I'm as far from being a naturalist as you might expect to get---a great indoorsman am I, a kind of antinaturalist---but I had read that the pokeweed grows like a small tree. Well, not here, buster. The one I saw a couple of weeks ago was crawling on a chain link fence, and this one grew up like a serpent on the tree it is murdering. Below you see the dying tree trunk, and on the left the anti-umbilical cord of the vine, bringing not life but death:



The vine is snaked around the tree, its pokeberry vines snarling every branch, cutting life off to the needles and replacing it with its poisonous fruit.

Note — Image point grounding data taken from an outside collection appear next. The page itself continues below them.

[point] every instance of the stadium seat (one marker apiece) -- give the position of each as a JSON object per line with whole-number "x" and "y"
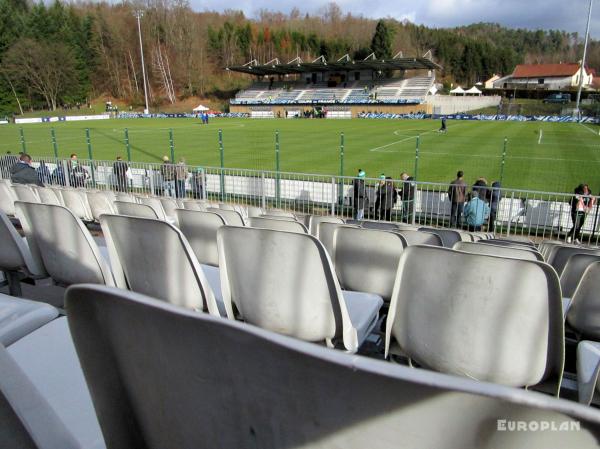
{"x": 284, "y": 282}
{"x": 367, "y": 260}
{"x": 200, "y": 230}
{"x": 421, "y": 238}
{"x": 497, "y": 250}
{"x": 231, "y": 217}
{"x": 135, "y": 210}
{"x": 315, "y": 220}
{"x": 16, "y": 260}
{"x": 153, "y": 257}
{"x": 285, "y": 393}
{"x": 63, "y": 244}
{"x": 277, "y": 225}
{"x": 573, "y": 271}
{"x": 488, "y": 318}
{"x": 100, "y": 204}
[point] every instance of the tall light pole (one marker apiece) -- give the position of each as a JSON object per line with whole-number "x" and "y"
{"x": 582, "y": 68}
{"x": 138, "y": 15}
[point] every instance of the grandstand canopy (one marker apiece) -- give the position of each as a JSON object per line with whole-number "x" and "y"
{"x": 339, "y": 66}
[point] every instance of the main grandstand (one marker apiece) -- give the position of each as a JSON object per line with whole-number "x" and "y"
{"x": 399, "y": 85}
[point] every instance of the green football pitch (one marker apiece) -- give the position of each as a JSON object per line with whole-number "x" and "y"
{"x": 539, "y": 156}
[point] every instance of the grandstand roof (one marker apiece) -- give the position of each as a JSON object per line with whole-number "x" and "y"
{"x": 322, "y": 66}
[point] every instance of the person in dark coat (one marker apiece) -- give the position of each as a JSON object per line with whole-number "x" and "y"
{"x": 23, "y": 173}
{"x": 359, "y": 194}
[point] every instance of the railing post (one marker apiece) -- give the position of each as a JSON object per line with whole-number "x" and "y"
{"x": 341, "y": 192}
{"x": 128, "y": 145}
{"x": 277, "y": 175}
{"x": 23, "y": 145}
{"x": 222, "y": 173}
{"x": 90, "y": 155}
{"x": 417, "y": 158}
{"x": 54, "y": 143}
{"x": 172, "y": 145}
{"x": 503, "y": 161}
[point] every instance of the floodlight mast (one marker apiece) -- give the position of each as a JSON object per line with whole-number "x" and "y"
{"x": 582, "y": 68}
{"x": 138, "y": 15}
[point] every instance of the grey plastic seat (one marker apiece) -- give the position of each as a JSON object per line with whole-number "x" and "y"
{"x": 15, "y": 257}
{"x": 19, "y": 317}
{"x": 325, "y": 232}
{"x": 284, "y": 393}
{"x": 315, "y": 220}
{"x": 284, "y": 282}
{"x": 573, "y": 271}
{"x": 153, "y": 257}
{"x": 367, "y": 260}
{"x": 277, "y": 225}
{"x": 100, "y": 204}
{"x": 421, "y": 238}
{"x": 76, "y": 201}
{"x": 47, "y": 196}
{"x": 7, "y": 199}
{"x": 65, "y": 247}
{"x": 489, "y": 318}
{"x": 24, "y": 192}
{"x": 449, "y": 236}
{"x": 496, "y": 250}
{"x": 561, "y": 255}
{"x": 231, "y": 217}
{"x": 135, "y": 210}
{"x": 200, "y": 230}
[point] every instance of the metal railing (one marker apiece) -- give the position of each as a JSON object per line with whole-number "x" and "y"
{"x": 544, "y": 215}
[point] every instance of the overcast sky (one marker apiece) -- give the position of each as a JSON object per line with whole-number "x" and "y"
{"x": 569, "y": 15}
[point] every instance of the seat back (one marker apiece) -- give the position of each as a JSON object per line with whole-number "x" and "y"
{"x": 156, "y": 259}
{"x": 277, "y": 225}
{"x": 496, "y": 250}
{"x": 76, "y": 201}
{"x": 200, "y": 230}
{"x": 135, "y": 210}
{"x": 284, "y": 282}
{"x": 68, "y": 252}
{"x": 584, "y": 313}
{"x": 314, "y": 220}
{"x": 99, "y": 204}
{"x": 573, "y": 271}
{"x": 151, "y": 392}
{"x": 489, "y": 318}
{"x": 231, "y": 217}
{"x": 421, "y": 238}
{"x": 366, "y": 260}
{"x": 449, "y": 236}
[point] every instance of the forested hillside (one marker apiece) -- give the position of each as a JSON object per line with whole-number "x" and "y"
{"x": 58, "y": 54}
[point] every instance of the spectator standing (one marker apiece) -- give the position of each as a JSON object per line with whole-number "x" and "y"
{"x": 476, "y": 211}
{"x": 181, "y": 173}
{"x": 581, "y": 203}
{"x": 457, "y": 195}
{"x": 120, "y": 172}
{"x": 23, "y": 173}
{"x": 167, "y": 170}
{"x": 359, "y": 194}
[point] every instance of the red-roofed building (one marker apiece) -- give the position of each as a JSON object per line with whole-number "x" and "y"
{"x": 545, "y": 76}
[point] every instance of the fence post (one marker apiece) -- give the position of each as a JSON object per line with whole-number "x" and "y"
{"x": 222, "y": 174}
{"x": 172, "y": 145}
{"x": 90, "y": 155}
{"x": 23, "y": 146}
{"x": 341, "y": 192}
{"x": 277, "y": 175}
{"x": 503, "y": 161}
{"x": 127, "y": 145}
{"x": 54, "y": 144}
{"x": 417, "y": 158}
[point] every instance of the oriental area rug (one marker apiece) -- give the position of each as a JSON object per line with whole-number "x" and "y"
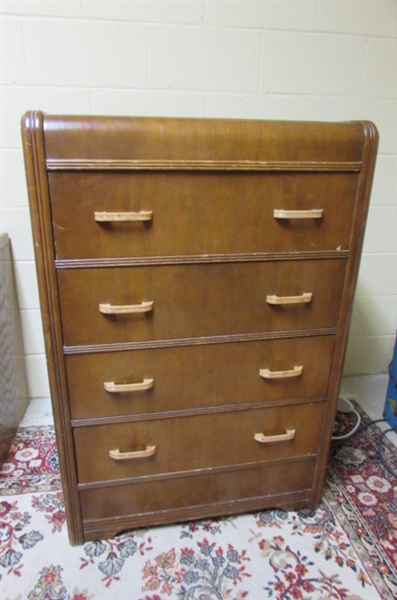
{"x": 346, "y": 549}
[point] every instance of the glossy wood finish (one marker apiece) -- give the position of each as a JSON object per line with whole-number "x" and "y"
{"x": 197, "y": 300}
{"x": 186, "y": 209}
{"x": 196, "y": 443}
{"x": 166, "y": 260}
{"x": 14, "y": 397}
{"x": 286, "y": 484}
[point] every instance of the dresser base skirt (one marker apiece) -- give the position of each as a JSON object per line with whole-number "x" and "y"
{"x": 107, "y": 511}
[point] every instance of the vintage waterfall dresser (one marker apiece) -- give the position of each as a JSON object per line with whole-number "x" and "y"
{"x": 196, "y": 281}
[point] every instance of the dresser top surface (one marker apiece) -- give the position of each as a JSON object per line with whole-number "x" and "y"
{"x": 176, "y": 139}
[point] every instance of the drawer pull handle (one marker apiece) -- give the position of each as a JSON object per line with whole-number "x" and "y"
{"x": 117, "y": 455}
{"x": 269, "y": 439}
{"x": 113, "y": 387}
{"x": 114, "y": 217}
{"x": 314, "y": 213}
{"x": 114, "y": 309}
{"x": 278, "y": 300}
{"x": 268, "y": 374}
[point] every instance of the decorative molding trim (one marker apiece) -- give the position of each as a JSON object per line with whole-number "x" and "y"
{"x": 54, "y": 164}
{"x": 197, "y": 341}
{"x": 131, "y": 261}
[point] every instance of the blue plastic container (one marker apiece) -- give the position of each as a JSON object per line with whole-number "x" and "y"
{"x": 390, "y": 410}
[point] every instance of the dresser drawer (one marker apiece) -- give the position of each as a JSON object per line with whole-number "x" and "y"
{"x": 197, "y": 300}
{"x": 163, "y": 379}
{"x": 197, "y": 496}
{"x": 195, "y": 443}
{"x": 199, "y": 213}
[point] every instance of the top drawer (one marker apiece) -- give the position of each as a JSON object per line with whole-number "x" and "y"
{"x": 194, "y": 213}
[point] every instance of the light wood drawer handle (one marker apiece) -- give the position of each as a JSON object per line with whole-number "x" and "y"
{"x": 268, "y": 374}
{"x": 314, "y": 213}
{"x": 114, "y": 217}
{"x": 114, "y": 388}
{"x": 302, "y": 299}
{"x": 114, "y": 309}
{"x": 117, "y": 455}
{"x": 270, "y": 439}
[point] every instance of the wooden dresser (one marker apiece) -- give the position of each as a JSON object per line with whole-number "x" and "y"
{"x": 196, "y": 281}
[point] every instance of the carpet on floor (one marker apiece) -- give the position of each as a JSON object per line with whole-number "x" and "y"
{"x": 346, "y": 549}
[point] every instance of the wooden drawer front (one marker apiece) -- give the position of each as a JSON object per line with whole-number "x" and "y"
{"x": 200, "y": 442}
{"x": 199, "y": 213}
{"x": 198, "y": 300}
{"x": 179, "y": 498}
{"x": 221, "y": 374}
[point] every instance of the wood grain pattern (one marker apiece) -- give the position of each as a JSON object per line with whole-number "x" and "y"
{"x": 213, "y": 250}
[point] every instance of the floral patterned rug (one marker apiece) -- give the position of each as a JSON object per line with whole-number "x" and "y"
{"x": 346, "y": 549}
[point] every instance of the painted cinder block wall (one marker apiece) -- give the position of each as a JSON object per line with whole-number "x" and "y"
{"x": 309, "y": 59}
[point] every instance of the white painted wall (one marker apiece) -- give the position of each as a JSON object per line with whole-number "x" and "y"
{"x": 283, "y": 59}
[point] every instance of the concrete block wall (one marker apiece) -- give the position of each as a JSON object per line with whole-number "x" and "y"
{"x": 282, "y": 59}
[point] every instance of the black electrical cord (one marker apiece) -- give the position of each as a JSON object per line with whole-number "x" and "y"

Now, it is wise to say that nature is neither good nor bad, but our judgment about what is useful, dangerous, ugly, or beautiful causes us to give values to what we experience in it. And yet many of the same philosophers who would insist the pokeweed (or yellow jacket, or poison ivy, or mosquito, or virus, etc.) has no moral value would gaze upon a glorious valley view and feel that it is a good thing and ought to be preserved. In other words, assign a moral value to something in nature. It may be an emotional reaction, but it would appear to indicate that the issue is much more complicated than the Twain jibe that "Man is the Only Animal that Blushes. Or needs to."

St. Augustine argues that Nature is good, but not as good as its Creator, for it can be corrupted and diminished, which is evil. I am not saying that plants are motivated actors of good or ill, but that the wickedness of corruption may lead to what would indeed look like evil.